How do yogis and saints restrain themselves from sense pleasures when there's much to enjoy in life?

This is a marvelous question, and, as usual, I will share from my personal experience.
I am neither a saint nor a yogi, however, all such things dissolved on their own accord by placing my deep longing, my attention, and my love on my Spiritual Guide.
Now, that is a recipe for complete, total disaster, IF, your Spiritual Guide is not at the pinnacle of purity themselves.
I didn’t get lucky in that regard, I hit the jackpot.
The wonderful Master, Babuji, felt my earnest longing in his infinite field and brought me to and into himself. Very naturally, as I grew into this sacred environment all sense pleasures bid farewell without struggle, not overnight, but in a natural way.
Now, I struggled for sure, too many times to count, but that was because I didn’t yet have the faith, courage, or ability to understand the help I was being given.
From the Master’s perspective, they are not at all concerned, they are completely aware that you will reach your goal, because of their own ability, not because of my lack of ability.
This is because of one very beautiful word that we need to bring back to the mainstream: GRACE.
I have a little joke that man’s greatest invention is foolishness because without it there is no need for Grace!

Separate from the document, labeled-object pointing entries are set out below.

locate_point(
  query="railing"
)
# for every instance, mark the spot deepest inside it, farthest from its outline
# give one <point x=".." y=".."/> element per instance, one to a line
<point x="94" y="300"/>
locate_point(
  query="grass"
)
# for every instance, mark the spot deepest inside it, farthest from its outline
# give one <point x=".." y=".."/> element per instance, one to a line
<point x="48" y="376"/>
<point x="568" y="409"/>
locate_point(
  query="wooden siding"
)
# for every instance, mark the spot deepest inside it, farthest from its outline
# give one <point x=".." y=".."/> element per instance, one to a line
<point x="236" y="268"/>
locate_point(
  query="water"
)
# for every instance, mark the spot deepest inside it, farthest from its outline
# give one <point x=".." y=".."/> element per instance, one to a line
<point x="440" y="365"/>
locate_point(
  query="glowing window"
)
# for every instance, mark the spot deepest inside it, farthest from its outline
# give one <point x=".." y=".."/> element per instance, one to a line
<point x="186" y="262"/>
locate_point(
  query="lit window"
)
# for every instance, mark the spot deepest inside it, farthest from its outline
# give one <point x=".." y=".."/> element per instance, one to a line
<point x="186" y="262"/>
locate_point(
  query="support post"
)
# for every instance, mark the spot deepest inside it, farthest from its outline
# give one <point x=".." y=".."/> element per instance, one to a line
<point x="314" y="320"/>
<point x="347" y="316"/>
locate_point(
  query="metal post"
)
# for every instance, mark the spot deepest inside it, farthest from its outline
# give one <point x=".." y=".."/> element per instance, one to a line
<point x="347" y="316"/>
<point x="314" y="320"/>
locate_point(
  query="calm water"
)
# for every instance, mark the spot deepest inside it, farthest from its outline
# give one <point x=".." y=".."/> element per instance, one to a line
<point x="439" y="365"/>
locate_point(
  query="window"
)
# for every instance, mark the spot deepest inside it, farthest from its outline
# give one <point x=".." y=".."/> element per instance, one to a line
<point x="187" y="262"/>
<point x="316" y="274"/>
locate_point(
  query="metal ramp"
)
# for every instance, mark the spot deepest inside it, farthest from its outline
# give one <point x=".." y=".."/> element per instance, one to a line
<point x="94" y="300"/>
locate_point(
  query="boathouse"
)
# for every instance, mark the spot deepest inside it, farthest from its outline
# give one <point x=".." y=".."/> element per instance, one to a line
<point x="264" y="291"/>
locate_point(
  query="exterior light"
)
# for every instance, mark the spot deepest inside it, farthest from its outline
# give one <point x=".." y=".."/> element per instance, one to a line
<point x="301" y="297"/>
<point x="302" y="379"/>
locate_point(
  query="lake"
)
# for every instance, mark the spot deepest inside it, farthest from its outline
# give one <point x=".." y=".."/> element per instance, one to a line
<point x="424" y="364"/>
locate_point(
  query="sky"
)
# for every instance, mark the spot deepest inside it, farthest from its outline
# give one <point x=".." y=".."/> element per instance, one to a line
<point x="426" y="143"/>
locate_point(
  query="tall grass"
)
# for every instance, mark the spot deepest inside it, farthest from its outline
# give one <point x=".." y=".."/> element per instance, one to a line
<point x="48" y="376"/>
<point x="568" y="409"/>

Now in centuries and decades past, yogis did all sorts of intense practices to kill off the senses. There is no use in such self-denial as Buddha discovered.
It all comes down to this:
The urge for reproduction is infused by nature to preserve creation. Nothing wrong with it.
The difficulty arises from our focusing on the repetition of the feeling and elaborating with all sorts of mental fantasies.
The more we think about something - ANYTHING, we are giving it power. More and more power.